If you run the following code:

from astroquery.ipac.irsa import Irsa
import astropy.units as u

#this is just one of the example names
result = Irsa.query_region('2MASS J21065473+3844265', catalog="fp_psc", radius=5 * u.arcsec)

result turns up as an astropy table with no entries.

If instead you expand the radius to 10 arcseconds using the same code above, the appropriate object is found. Perhaps I am making the same mistake here as I was with SIMBAD as @ManonMarchand pointed out and instead I should be using a TAP query?

As for the time, I used IRSA.query_region to look for 16,055 objects in a loop one by one (the 16,055 is not a unique list, there are some objects repeated multiple times) which took 13 hours to run. Granted there are a few other things happening in the loop (saving the results table to a dictionary and printing out a progress report for the loop) so that is likely an exaggerated run time, but still the querying takes much longer than in astroquery 4.3.

The loop looks like this:

from astroquery.ipac.irsa import Irsa
Irsa.TIMEOUT = 3600
from termcolor import colored
import astropy.units as u

#for the objects with found 2MASS names search for them in the IRSA catalog
results = {}
i = 0
for name in names_2mass:
    #5 arcsec is the size of the IGRINS slit, 10 arcsec is required to search the names well
    result = Irsa.query_region(name, catalog="fp_psc", radius=10 * u.arcsec)
    #if there is a result returned
    if len(result) > 0:
        #if the result is multiple objects, keep the one closest in distance
        if len(result) > 1:
            results[has_2mass[i]] = result.to_pandas().head(1)
        #save the results df to a dictionary for later
        else:
            results[has_2mass[i]] = result.to_pandas()
    #if the name search doesnt return an object, print the object name
    else:
        print(colored(f"FAILED {name}", 'light_red'))
    #update the terminal with loop progress
    print(colored(f"{i+1}", 'magenta'), colored(f"/ {len(names_2mass)}", 'light_blue')) 
    i += 1
ericasaw commented 2 months ago

I spent some time this afternoon looking into this and it seems like the Irsa.query_region function in 4.7 builds a TAP query based on input coordinates (which I guess come from the 2MASS identifier name) and then uses the Irsa.query_tap function to look for the object within a specified radius. It's still unclear to me why the TAP query doesn't return the object as expected, maybe it is the type of shape I choose to query with (cone)?
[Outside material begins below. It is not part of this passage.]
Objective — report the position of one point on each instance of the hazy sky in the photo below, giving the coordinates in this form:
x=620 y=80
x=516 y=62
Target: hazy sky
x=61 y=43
Looking through the IRSA VO Table Access Protocol (TAP) Instructions there is no way to TAP query by name as there is for SIMBAD, which is kind of frustrating. I think that the old Irsa.query_region function in 4.3 worked via requests but also seems to have used coordinates instead of names? Looking at the IRSA Catalog Search Service Application Program Interface it looks like you can feed in names, but still the search seems to use coordinates even if the name is given.
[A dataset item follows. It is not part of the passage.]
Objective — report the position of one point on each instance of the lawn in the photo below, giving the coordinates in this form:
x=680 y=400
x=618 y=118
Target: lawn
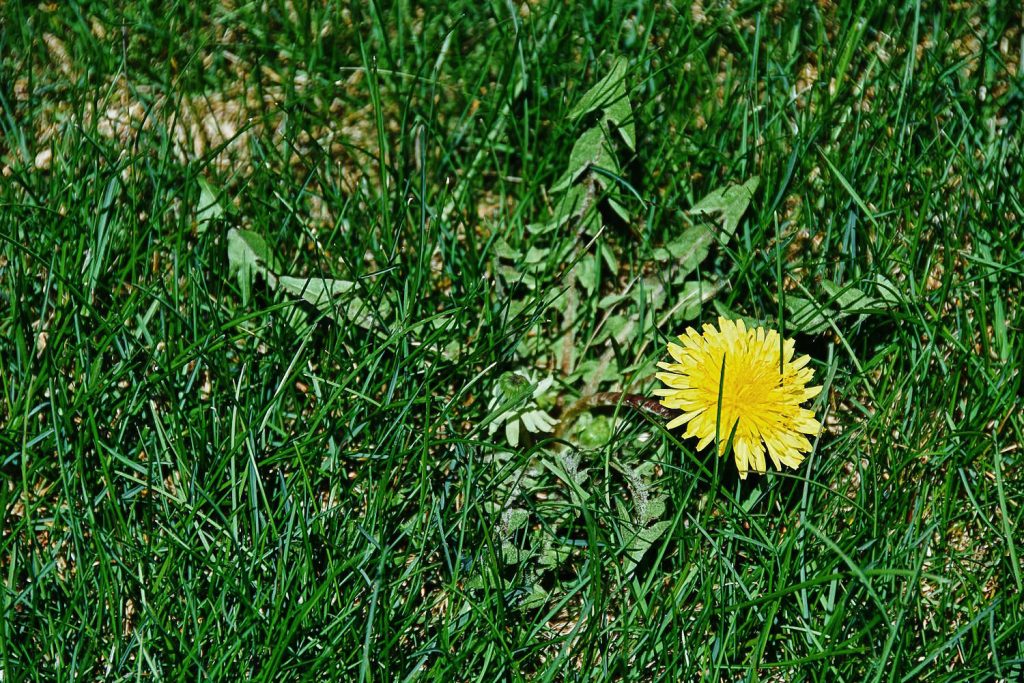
x=329 y=336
My guess is that the search result now is slower than in astroquery 4.3 due to the response time of IRSA. Based on my experience with how fast the SIMBAD.query_tap function this afternoon (which is very fast) it is interesting to me how slow the Irsa.query_tap function seems to work (behind the scenes of Irsa.query_region). I'm not sure if it is worth the time for me to go through and build a ADQL query for all of the objects since that is basically what Irsa.query_region does anyway.

ManonMarchand commented 2 months ago

Perhaps I am making the same mistake here as I was with SIMBAD as @ManonMarchand pointed out

Sorry that I made it sound like a mistake, query tap is new since astroquery 0.4.7 for Simbad.

aoberto commented 2 months ago

If we want to dig a bit more in the SIMBAD time issue using query_objects, it will be better having more details on selected columns in the output and list of example names. I just tried 5000 object names, 2MASS or not, in SIMBAD or not, and it tooks about 30s. But as the new version of astroquery.simbad is in the way to be released, may be it is not so necessary to dig here.